In Liz’s cozy flat, warmed by various flavours of tea, and held in a sacred circle of Brighid’s Awen, six of us shared words that bear deep meaning for each of us. The words we read gently interwove with our conversation, and before long we discovered that we each came to druidry looking for something similar. All of us longed for that feeling of unity with nature and all things, and felt that druidry helped us find it.
The tone was set by a poem my friend Josephine wrote after spending the night in the forest on the Living Druidry course:
Forest night
Silhouettes, stars and a sliver of Moon
Lying on Earth’s dark mud amongst the bluebells spent
What am I, so large, so small, so vulnerable?
Do I belong here amongst the furry ones
The crawling ones
The flying ones?
Am I fear or thought or chaos or am I merged without edges
Pulsing with life and breath and heart beat?

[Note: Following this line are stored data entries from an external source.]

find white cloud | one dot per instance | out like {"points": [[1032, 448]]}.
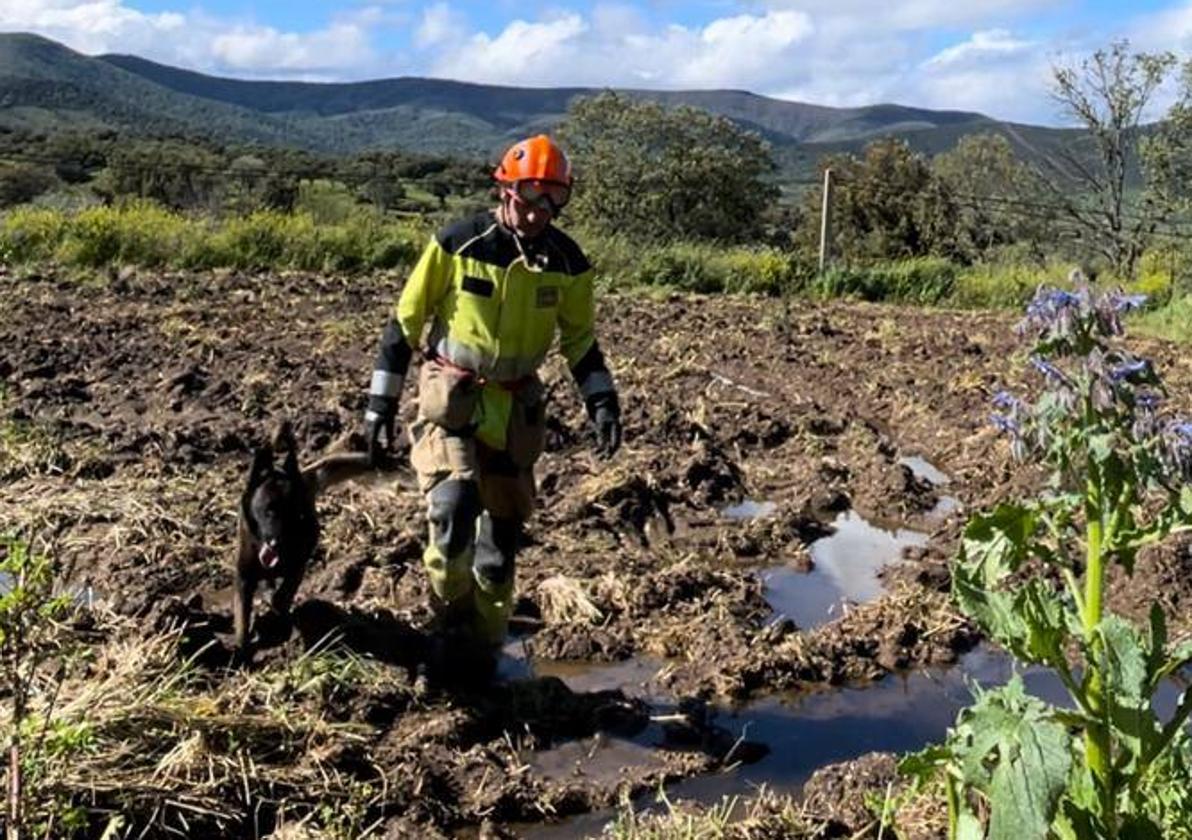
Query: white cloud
{"points": [[264, 49], [843, 53], [615, 49], [440, 24], [914, 14], [993, 44], [198, 41]]}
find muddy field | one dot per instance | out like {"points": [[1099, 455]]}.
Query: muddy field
{"points": [[130, 406]]}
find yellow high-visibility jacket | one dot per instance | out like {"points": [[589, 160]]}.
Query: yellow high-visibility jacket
{"points": [[494, 304]]}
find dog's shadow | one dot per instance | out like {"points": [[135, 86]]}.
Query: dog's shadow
{"points": [[378, 634]]}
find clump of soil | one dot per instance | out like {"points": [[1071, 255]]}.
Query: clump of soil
{"points": [[130, 416]]}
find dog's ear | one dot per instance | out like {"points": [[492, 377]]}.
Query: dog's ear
{"points": [[262, 465], [284, 440], [291, 466]]}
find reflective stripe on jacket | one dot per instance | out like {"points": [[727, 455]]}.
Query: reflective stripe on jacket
{"points": [[494, 305]]}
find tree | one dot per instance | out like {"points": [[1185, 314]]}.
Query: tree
{"points": [[22, 182], [665, 173], [1109, 94], [993, 193], [887, 204]]}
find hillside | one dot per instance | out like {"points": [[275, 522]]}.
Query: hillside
{"points": [[44, 85]]}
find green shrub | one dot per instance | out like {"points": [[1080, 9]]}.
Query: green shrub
{"points": [[763, 271], [1172, 321], [677, 267], [30, 234], [922, 280], [136, 234]]}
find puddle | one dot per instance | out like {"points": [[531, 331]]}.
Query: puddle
{"points": [[600, 758], [945, 505], [809, 730], [750, 509], [635, 677], [924, 470], [846, 566]]}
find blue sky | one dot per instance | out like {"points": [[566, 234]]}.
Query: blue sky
{"points": [[994, 56]]}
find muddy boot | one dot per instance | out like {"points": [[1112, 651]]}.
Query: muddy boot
{"points": [[496, 547]]}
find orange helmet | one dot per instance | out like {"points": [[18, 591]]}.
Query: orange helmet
{"points": [[538, 159]]}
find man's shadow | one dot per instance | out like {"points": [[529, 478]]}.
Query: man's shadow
{"points": [[544, 708]]}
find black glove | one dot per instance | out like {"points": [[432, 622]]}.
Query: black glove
{"points": [[380, 420], [606, 414]]}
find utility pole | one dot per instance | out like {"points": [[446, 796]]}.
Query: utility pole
{"points": [[826, 221]]}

Blissful, peaceful oneness accepted and protected
Melted and blended without separation
Can I hold this? Be this? Or is it just memory
From a time beyond time when I was
A furry one
A crawling one
A flying one?
As well as a longing for unity, all the writings shared a strong connection with landscape. Liz read us a poem she wrote after a spending a week working with herbs at Cae Mabon. Her words powerfully evoked that landscape, and its indwelling spirit of beauty and abundance.
Mike shared a chapter of his book with us. It, too, evoked a landscape, but this time it was a landscape of sorrow from the time that conflict and evil first came to the peaceful world of elves. We really enjoyed his story of a mother searching for her son and finding the cause of her grief. We felt really privileged to be able to hear this story. I hope to read all of the Twilight Wars one of these days.
As we talked and listened, we started to share more of ourselves, and of our connection with the land and its people. We talked about how we look for connection in our city landscapes and our city communities. We shared how we live our druidry, as bards, as seekers, and as bringers of peace.
We finished the afternoon with more tea and Liz’s delicious home made cake, which was still slightly warm. I was sorry to have to leave early, breaking the magical circle of poetry that had drawn us close together.
Thank you, Liz, for a beautiful and gentle afternoon.
For anyone interested, here is a link to the prose poem I read, and everything about its author: The Place Where You Go to Listen by John Luther Adams
And Liz, would you consider sharing your poem with us here?